# Roof under warranty, roofer won't return calls for repairs, now major damage exists



## BruceDavisIX (Mar 18, 2010)

Hi Everyone!
Please assist me with an ongoing problem with a roofing contractor. My aunt had a roof replaced in 2002. The roofing material used is about 85% 3-tab shingles (pretty standard) and about 15% flat roof membrane. Since this roof job was done, there have been several leaks. Only once, the first leak, did the company which is still very much in business come out to make a repair. This repair involved replacing flashing that was specified in the contract, but which the contractor did not replace because they felt at the time it looked good enough. Since then, there have been several minor leaks, and plaster has been gradually falling off the walls and ceilings below the unfinished attic. During the recent storm, my aunt noticed there are pieces of roofing material throughout her yard. She went into the attic and discovered about twenty plus leaks. The unfinished attic rafters exhibit signs of water damage and the unfinished attic floor is soggy. There is a damp odor throughout the house. More plaster is coming down in the rooms below. Now she can see daylight through the roof. She called the roofing contractor yesterday, and the company still does not return calls. A recent call to consumer affairs found no complaints against the company. The ten year warranty on labor and materials is still in effect.

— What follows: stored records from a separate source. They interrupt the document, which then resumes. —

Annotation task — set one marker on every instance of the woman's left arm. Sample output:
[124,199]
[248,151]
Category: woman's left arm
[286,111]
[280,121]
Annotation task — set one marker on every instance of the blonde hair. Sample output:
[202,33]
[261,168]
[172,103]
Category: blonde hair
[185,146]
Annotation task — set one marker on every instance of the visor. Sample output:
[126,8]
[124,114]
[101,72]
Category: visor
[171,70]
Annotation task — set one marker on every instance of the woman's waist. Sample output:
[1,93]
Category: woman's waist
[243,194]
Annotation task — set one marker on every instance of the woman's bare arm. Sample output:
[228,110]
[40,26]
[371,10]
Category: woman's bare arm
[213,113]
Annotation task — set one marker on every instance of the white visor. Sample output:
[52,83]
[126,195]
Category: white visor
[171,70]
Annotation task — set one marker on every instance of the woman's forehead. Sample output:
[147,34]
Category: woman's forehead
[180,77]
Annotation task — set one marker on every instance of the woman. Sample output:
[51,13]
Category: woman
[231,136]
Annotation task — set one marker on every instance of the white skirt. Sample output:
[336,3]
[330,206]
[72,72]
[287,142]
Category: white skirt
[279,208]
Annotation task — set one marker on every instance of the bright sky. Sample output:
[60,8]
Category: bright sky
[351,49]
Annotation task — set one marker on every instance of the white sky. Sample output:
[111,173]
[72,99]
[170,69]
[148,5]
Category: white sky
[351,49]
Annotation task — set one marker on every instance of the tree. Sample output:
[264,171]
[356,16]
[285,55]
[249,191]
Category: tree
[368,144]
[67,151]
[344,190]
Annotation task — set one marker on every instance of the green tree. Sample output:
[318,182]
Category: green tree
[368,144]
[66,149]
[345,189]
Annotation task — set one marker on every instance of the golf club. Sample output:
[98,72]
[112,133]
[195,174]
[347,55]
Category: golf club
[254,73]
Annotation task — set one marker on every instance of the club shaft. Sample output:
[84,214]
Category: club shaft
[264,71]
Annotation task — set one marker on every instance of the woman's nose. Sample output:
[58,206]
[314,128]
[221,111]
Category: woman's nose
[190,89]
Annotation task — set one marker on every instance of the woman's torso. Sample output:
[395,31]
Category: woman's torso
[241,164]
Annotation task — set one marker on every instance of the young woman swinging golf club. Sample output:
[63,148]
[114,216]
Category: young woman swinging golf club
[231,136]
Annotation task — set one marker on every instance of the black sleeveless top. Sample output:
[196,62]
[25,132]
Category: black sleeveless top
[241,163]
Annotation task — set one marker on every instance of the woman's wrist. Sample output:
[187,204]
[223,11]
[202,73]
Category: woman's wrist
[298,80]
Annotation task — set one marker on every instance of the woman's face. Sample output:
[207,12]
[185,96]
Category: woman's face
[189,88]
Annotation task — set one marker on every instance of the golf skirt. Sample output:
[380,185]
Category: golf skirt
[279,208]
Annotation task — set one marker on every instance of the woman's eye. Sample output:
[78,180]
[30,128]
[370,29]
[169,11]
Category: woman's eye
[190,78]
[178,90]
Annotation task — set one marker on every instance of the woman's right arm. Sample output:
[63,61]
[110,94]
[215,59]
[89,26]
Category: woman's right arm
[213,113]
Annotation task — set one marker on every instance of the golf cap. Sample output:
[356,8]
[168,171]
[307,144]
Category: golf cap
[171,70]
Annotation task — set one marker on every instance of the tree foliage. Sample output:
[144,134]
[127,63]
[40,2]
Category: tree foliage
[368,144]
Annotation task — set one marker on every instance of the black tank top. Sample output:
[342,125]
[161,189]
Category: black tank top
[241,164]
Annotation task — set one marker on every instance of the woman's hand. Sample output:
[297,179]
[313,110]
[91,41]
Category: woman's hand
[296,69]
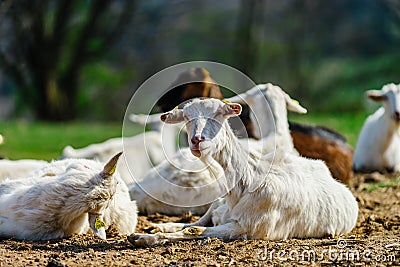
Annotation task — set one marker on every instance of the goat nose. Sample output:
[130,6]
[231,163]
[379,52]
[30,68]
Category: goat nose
[197,139]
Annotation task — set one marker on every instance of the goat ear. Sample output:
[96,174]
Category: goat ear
[231,110]
[375,95]
[109,168]
[173,116]
[294,105]
[237,99]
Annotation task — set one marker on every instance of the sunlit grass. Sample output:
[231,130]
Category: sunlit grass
[41,140]
[390,183]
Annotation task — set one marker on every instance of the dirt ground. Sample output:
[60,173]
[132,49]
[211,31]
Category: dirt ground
[375,241]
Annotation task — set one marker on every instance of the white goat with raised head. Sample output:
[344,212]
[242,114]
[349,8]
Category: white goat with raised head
[53,203]
[378,145]
[274,196]
[177,185]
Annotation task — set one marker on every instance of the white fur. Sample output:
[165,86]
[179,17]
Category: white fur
[160,190]
[142,152]
[272,197]
[63,198]
[11,169]
[378,145]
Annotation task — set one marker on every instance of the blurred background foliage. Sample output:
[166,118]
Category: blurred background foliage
[64,60]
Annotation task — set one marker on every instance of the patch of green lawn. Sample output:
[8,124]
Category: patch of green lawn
[40,140]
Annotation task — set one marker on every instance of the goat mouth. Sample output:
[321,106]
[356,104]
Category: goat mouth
[196,152]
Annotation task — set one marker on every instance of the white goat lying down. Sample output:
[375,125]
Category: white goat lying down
[142,151]
[177,185]
[10,169]
[274,198]
[64,198]
[378,146]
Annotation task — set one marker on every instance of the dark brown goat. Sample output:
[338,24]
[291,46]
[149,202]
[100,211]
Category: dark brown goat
[315,142]
[319,142]
[195,82]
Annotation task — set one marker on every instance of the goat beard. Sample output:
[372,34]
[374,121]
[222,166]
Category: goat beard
[217,172]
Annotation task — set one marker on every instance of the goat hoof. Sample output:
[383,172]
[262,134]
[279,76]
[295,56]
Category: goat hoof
[141,240]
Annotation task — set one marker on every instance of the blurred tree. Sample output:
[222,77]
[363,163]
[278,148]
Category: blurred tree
[45,44]
[246,42]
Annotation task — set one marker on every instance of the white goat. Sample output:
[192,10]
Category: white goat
[58,203]
[272,197]
[11,169]
[378,146]
[142,151]
[177,185]
[122,212]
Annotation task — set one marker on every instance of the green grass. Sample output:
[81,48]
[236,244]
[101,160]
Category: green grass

My aunt needs to have the roof either repaired or entirely replaced, as well as ALL the damage inside repaired. She would prefer this company not perform any additional work, as their workmanship is obviously very shoddy and their conduct is unprofessional. My question is: What recourse, legal or otherwise, does my aunt have in a situation like this? She doesn't want to pursue litigation if possible, but she NEEDS to have all of this damage repaired once and for all. Please advise me with any suggestions you have, and I'll gladly add more details if it would be helpful. Thank you.


----------



## Wuzzat? (Mar 18, 2010)

Try these guys. . .
State of New Jersey

Take photos.

Contact your insurance company.
Subrogation: What It Is and How It Works

Keep a diary of what happened when.

It sounds like they did not exercise Due Diligence and do not take their Duty of Care very seriously.


----------



## oldognewtrick (Mar 18, 2010)

Bruce, I'm sorry to hear of your aunts roofing issues. I can assure you that not all roofing contractors are like this. You asked for advise on how to handle this and I'll throw these against the wall and see if any will stick for you.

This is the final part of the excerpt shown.